Het leven, de liefde en de dood.
Als ik vroeger op een feestje vertelde dat ik verloskundige was kwamen de tongen direct los. Mensen vertelden over hun eigen bevalling en bijna altijd werd er verzucht; wat een mooi beroep, wat een feest maak jij steeds mee.
Ik werd er wel eens moe van. Die hiep-hoera stemming die bij verloskunde hoort. Want het is zeker waar, maar ook heel erg niet waar! Het is namelijk alleen maar zo mooi, omdat het zo ongelooflijk teer is. Voor mij tekent deze reactie onze focus op het leven; als een feest zonder keerzijde!
Als nieuw leven zich aandient, is de dood ook dichtbij. Dat voel je, dat weet je en dat maakt angstig. Zwangere vrouwen ervaren de kwetsbaarheid van het leven aan den lijve en dat is niet makkelijk. Daarnaast zorgt een zwangerschap voor een verschuiving in generaties en daarin wordt sterfelijkheid zichtbaar, dat kan confronterend zijn. En rouwprocessen die je ooit al hebt doorlopen omdat een naaste dierbare stierf, krijgen een nieuwe ronde, want die overledene wordt opnieuw ernstig gemist.
Er kleeft dus nogal wat aan een zwangerschap. Het maakt het bijzonder en waardevol. Magisch en mooi. Juist omdat de dood zo dichtbij is gekomen. Omdat leven en dood elkaar meer raken dan ooit daarvoor.

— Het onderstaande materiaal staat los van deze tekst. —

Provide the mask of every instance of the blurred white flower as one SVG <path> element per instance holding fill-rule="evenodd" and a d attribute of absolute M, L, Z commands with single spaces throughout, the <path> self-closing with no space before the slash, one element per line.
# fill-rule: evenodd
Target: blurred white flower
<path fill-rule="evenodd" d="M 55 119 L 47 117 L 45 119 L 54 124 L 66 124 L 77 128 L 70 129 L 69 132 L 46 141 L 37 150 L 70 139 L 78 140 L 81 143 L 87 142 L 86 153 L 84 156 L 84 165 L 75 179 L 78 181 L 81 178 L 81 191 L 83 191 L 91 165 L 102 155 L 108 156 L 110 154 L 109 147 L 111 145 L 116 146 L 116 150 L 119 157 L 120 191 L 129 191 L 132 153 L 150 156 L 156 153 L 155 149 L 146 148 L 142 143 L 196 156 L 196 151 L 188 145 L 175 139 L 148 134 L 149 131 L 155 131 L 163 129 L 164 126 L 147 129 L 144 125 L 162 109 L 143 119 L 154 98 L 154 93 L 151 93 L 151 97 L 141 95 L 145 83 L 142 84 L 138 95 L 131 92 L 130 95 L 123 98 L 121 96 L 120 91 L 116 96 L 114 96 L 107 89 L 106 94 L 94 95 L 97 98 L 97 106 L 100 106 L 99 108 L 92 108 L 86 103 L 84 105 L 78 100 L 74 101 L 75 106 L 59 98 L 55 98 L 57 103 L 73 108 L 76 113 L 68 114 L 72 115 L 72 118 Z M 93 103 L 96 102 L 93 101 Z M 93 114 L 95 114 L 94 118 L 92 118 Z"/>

We schuiven die realiteit het liefst naar de achtergrond. We negeren de kwetsbaarheid en benadrukken alleen het feestje. “Geniet ervan” wordt de zwangere telkens toegewenst.
Leven en dood horen bij elkaar. De dood kleurt de intensiteit van het leven en het besef dat het leven eindig is, maakt het kostbaar en waardevol. Zo spiegelt de dood het leven. Het is onlosmakelijk met elkaar verbonden; in het leven verschijnen we, in de liefde verbinden we en met de dood verdwijnen we.
En bij de dood hoort rouw. In andere culturen wordt de dood geëerd. Men spreekt met overledenen, zingt voor hen, men verdraagt de stilte, samen en alleen. Wij zijn ‘flink’ of ‘sterk’ en proberen snel weer over te gaan tot de orde van de dag. Daarmee verzwijgen we pijn, angst, kwetsbaarheid en liefde. We ontwijken de intensiteit en volheid van het leven.
Rouw is taal van liefde. Die wil niet ‘een plekje krijgen’ of ‘de tijd zal het beter maken’. Rouw wil niet beter worden, die wil gezien en beleefd worden. Ze heeft ruimte en zachtheid en stilte en eerbied nodig. Geen haast, geen herstel.
In mijn coachpraktijk kom ik het heel regelmatig tegen. Vrouwen die vastlopen omdat ze alleen mogen genieten, maar iets anders voelen. Die niet geleerd hebben te rouwen.
Vier het leven, de liefde en de dood;
het verschijnen, het verbinden en het verdwijnen.